Heavy Strategy - 073 - Failure and Resilience
Ned @ 3:30 - “But when they say, I dropped out of college and look how well it worked out for me, there’s a lot of asterisks after that. So it’s important to bear in mind that failure itself is not a great thing. It’s the way in which you fail and what you learn from that failure that actually helps you succeed later.”
Greg @ 6:00 - Has an interesting point that it’s a mistake to treat failure casually - to let it become an abrogation of responsibility.
My note: I think this is a bit of pointing out “move fast and break things” has tradeoffs, and hand waving away the negatives is irresponsible. Also underscores an importance to understand the scope of your failure compared to a mistake.
Kyler in response - “Well, I like that idea. I think that mindset of no matter what I do, whether I succeed or fail, I have learned, which means this is a success, makes you very resilient”
My note: There’s no short pithy answer to underline that failure is not good - but you can definitely build from it.
Greg @ 11:00 - Interesting point on top of the family side - did working those extra hours take an opportunity away from someone else?
Joanna @ 14:50 - schedule messages on Slack and don’t feed an imbalance that contributes to a toxic environment.
Ned @ 20:45 summarizing Joanna’s story - “It’s what you do in after a failure that sort of defines how you look at it in retrospect. So you decided to make a decision to try to make it better as opposed to just kind of covering it up and not talking about it.”

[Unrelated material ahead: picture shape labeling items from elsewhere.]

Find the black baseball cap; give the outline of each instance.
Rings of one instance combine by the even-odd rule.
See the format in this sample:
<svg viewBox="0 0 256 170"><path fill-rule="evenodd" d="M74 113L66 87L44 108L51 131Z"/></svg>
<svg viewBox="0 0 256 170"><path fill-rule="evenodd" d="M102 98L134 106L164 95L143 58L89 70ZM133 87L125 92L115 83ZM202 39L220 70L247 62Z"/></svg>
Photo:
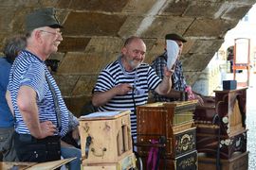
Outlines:
<svg viewBox="0 0 256 170"><path fill-rule="evenodd" d="M52 28L63 28L55 16L54 8L38 8L26 17L26 31L29 32L38 27L50 26Z"/></svg>

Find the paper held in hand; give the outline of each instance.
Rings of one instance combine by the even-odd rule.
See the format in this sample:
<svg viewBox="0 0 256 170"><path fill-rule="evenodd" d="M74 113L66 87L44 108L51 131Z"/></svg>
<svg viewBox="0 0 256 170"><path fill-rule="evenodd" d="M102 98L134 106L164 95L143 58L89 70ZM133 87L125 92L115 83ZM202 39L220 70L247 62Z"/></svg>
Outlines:
<svg viewBox="0 0 256 170"><path fill-rule="evenodd" d="M179 47L176 42L172 40L167 40L167 68L168 70L172 70L174 64L175 63L178 53Z"/></svg>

Kyler @ 24:30 has a good story on how not owning up and the cover up is a million times worse than the initial issue.
28:00 - touches on intellectual safety - NTSB rules, 5 whys, rubber duck debugging, etc.
If it’s a systemic problem, putting it on an individual to fix it may not be the right answer. But there is no perfect process.
Joanna @ 36:30 - “at some point, you have to depend on people to do the right thing, regardless of what the process is, which means they need to internalize what the right thing is. And that’s much more complicated than it sounds. It’s something we actually do a lot of training on.
There’s a whole concept called mission command that has to do with, why are you doing what you’re doing? And whose mission is it? And whose mission is that in support of? And how do the missions join together?”